A nurse is reinforcing teaching with a client who has diabetes mellitus and is taking insulin lispro and insulin glargine

A nurse is reinforcing teaching with a client who has diabetes mellitus and is taking insulin lispro and insulin glargine. Which of the following instructions should the nurse include in the teaching?

A.
“Draw up the insulin lispro and insulin glargine in separate syringes.”

B.
“Expect insulin glargine to be cloudy.”

C.
“Take an extra dose of insulin lispro prior to aerobic exercise.”

D.
“Anticipate that the insulin glargine will peak in 3 hours.”

The Correct Answer and Explanation is:

The correct answer is A. “Draw up the insulin lispro and insulin glargine in separate syringes.”

Explanation:

Insulin lispro and insulin glargine are both used in the management of diabetes mellitus but have different properties and purposes. Insulin lispro is a rapid-acting insulin, and insulin glargine is a long-acting insulin. Understanding their differences is crucial for correct administration.

  1. Insulin Lispro: This is a rapid-acting insulin with an onset of about 15 minutes, a peak effect around 1-2 hours, and a duration of approximately 3-5 hours. It is used to control blood sugar levels during meals and is typically administered before or shortly after eating.
  2. Insulin Glargine: This is a long-acting insulin with a slower onset (about 1-2 hours), no pronounced peak, and a duration of up to 24 hours. It provides a steady release of insulin throughout the day to maintain basal glucose levels.

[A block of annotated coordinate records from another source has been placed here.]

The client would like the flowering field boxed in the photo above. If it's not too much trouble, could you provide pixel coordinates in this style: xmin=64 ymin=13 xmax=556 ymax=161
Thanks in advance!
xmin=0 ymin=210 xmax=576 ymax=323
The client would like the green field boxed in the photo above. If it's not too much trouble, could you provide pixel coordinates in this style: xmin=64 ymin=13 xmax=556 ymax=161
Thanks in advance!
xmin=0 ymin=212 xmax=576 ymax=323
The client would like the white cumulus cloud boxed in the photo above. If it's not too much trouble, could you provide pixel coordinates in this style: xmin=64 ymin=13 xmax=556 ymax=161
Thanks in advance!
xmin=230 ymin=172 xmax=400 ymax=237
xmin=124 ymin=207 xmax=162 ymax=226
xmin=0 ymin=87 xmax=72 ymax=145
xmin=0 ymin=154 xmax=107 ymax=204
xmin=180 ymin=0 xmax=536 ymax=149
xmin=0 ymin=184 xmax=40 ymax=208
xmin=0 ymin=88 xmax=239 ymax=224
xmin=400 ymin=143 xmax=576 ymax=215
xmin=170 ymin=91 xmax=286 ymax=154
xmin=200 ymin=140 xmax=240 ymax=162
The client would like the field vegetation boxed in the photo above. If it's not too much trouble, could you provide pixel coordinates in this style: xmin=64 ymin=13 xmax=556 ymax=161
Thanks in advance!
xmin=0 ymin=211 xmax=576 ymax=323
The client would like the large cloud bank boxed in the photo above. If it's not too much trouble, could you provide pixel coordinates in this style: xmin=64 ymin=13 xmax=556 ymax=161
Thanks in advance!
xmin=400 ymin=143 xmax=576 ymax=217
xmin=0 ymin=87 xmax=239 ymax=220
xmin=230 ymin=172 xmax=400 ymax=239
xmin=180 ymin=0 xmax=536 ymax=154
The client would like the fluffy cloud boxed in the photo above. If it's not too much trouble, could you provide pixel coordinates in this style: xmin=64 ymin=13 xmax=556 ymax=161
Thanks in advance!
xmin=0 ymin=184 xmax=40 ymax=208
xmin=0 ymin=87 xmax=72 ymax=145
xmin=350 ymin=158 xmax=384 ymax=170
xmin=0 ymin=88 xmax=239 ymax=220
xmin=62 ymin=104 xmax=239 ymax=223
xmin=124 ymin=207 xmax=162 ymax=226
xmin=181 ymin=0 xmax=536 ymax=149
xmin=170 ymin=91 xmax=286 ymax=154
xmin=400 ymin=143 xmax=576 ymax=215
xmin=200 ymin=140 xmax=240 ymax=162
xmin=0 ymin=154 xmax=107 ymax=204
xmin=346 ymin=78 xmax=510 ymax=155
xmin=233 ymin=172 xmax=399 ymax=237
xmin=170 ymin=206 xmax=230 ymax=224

Given their different onset times, peaks, and durations, insulin lispro and insulin glargine should be drawn up and administered using separate syringes. Mixing different types of insulin, especially long-acting insulins like glargine, with other insulins can alter their efficacy and absorption. Insulin glargine, in particular, should not be mixed with other insulins because its unique formulation ensures a slow and steady release, which can be compromised if mixed.

Let’s address why the other options are incorrect:

  • B. “Expect insulin glargine to be cloudy”: Insulin glargine is a clear solution, not cloudy. Cloudy insulin typically refers to intermediate-acting insulins, such as NPH.
  • C. “Take an extra dose of insulin lispro prior to aerobic exercise”: Additional insulin doses should not be taken without consulting a healthcare provider. Exercise can affect blood sugar levels, but insulin adjustments should be made based on individual needs and blood glucose monitoring.
  • D. “Anticipate that the insulin glargine will peak in 3 hours”: Insulin glargine does not have a pronounced peak. It is designed to provide a steady level of insulin throughout the day, which is different from rapid-acting insulins that have distinct peak times.

In summary, the correct practice is to administer insulin lispro and insulin glargine using separate syringes to avoid compromising their effectiveness and ensure proper glucose management.